Let $k=\mathbf{Z}/2\mathbf{Z}$ be the field of two elements, and let $m=3$. Let further $V$ be a free $R$-module of rank $n=1$, so as a vector space over $k$ we have $V\cong k^3$. Let $W$ be the zero sum $k$-subspace of $V$: $W=\{(a_1,a_2,a_3)\in k^3\mid a_1+a_2+a_3=0\}=\{000,110,101,011\}.$ We easily see that $W$ generates $V$ as an $R$-module, because for each coordinate position there is a vector in $W$ such that its component in that position is non-zero. Yet no element of $W$ generates $V$ alone as an $R$-module. Any element has at least a single zero component, so the cyclic $R$-module generated by that element cannot be all of $V$.
Edit1: If $k=\{x_1,x_2,\ldots,x_q\}$ then the two-dimensional subspace $W\subseteq k^{q+1}$ spanned by the vectors $\vec{a}=(0,1,1,1,1,\ldots,1)$ and $\vec{b}=(1,x_1,x_2,\ldots,x_q)$ has the property that any vector of $W$ has at least a single component equal to zero. This is because a non-zero scalar multiple of $\vec{b}$ has all the $q$ elements permuted in the last $q$ positions, so one of them will get cancelled, when we add a non-zero multiple of $\vec{a}$. Also, obviously all the positions have something non-zero in either $\vec{a}$ or $\vec{b}$. The argument works the same as in the earlier case $q=2$.

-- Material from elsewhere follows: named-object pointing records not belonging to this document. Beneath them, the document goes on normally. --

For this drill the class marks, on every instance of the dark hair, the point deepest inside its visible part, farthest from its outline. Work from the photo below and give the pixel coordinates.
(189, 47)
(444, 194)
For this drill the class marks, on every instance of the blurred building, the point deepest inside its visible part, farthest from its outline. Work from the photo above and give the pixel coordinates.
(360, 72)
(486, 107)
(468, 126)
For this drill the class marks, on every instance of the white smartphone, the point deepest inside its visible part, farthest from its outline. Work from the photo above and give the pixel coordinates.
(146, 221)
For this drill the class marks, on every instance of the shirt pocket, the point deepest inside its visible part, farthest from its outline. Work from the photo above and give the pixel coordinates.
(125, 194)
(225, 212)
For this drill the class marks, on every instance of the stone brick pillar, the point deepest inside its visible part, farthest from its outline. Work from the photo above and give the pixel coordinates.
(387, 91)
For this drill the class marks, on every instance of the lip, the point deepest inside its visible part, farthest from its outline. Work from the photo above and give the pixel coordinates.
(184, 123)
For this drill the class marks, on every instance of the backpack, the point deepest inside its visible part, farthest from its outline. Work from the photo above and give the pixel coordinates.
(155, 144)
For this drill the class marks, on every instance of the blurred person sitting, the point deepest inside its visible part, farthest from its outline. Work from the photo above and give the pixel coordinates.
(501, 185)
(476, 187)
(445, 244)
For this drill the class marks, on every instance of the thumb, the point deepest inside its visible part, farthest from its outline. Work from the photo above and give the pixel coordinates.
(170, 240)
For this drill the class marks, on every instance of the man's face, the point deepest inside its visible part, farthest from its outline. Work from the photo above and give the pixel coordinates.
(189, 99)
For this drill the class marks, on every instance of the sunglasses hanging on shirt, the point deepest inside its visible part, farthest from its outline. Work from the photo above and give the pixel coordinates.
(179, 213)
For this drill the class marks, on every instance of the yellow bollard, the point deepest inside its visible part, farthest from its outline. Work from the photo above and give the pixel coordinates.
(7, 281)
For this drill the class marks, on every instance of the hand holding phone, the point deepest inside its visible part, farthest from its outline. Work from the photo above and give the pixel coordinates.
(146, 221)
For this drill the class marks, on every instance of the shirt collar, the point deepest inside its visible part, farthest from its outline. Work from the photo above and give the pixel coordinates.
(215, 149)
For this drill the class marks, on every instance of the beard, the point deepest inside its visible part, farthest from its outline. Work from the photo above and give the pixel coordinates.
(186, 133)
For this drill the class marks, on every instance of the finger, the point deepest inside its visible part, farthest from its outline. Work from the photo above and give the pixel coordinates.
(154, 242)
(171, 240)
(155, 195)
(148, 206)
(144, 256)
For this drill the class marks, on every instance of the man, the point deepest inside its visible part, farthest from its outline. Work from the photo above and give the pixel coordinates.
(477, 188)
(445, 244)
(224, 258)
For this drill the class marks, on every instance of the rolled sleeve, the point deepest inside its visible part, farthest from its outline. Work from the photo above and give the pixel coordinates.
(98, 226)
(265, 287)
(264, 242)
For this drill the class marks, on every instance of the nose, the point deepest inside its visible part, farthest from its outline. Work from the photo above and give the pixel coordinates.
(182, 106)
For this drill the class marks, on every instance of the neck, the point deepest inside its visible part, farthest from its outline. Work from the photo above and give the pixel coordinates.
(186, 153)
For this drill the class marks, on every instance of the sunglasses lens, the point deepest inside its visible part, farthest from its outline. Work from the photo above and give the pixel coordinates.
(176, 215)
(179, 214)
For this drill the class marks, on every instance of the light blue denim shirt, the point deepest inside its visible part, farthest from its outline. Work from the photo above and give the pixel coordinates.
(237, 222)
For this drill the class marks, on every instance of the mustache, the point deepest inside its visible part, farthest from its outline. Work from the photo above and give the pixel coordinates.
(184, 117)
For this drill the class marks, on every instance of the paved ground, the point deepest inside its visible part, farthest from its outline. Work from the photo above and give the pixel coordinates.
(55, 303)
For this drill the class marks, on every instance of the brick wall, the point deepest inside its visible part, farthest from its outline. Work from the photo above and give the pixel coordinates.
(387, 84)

I don't know yet how to prove that $m=q+1$ is the shortest length, where such a subspace $W$ can be found. I think that is the case, though. Two remarks:
1) We can make vectors of $W$ longer by replicating one of the coordinates as many times as we need.
2) Does this show that counterexamples with a 2-dimensional $k$-space $W$ exist, whenever $mn\ge |k|+1$? This is wrong, but in the case $n=1$ we do get counterexamples like this, if $m\ge |k|+1$.
Edit2:
Ok, here's the missing part.
Lemma. Assume $|k|=q$, and $W$ is an $\ell$-dimensional subspace of $k^m$ such that for all the $m$ coordinate positions there is a vector $w\in W$ with a non-zero component in that position, but also every vector of $W$ has at least one coordinate equal to zero. Then $\ell\ge2$ and $m\ge q+1$.
Proof. Obviously $\ell=1$ doesn't work, so $\ell\ge2$. Let $S_i$ be the subspace of $W$ consisting of those vectors that have a zero in position $i$. Clearly $\dim_k S_i=\ell-1$, so $|S_i|=q^{\ell-1}$. From our assumptions it follows that the union of all the subsets $S_i$ covers all of $W$. OTOH the zero vector is contained in all of the sets $S_i$, so there is some overlap. Therefore $ \sum_i|S_i|= mq^{\ell-1}>|W|=q^\ell. $ For this to hold we must have $m\ge q+1.$ Q.E.D.
2') Doesn't it follow that counterexamples exist, iff $m\ge|k|+1$?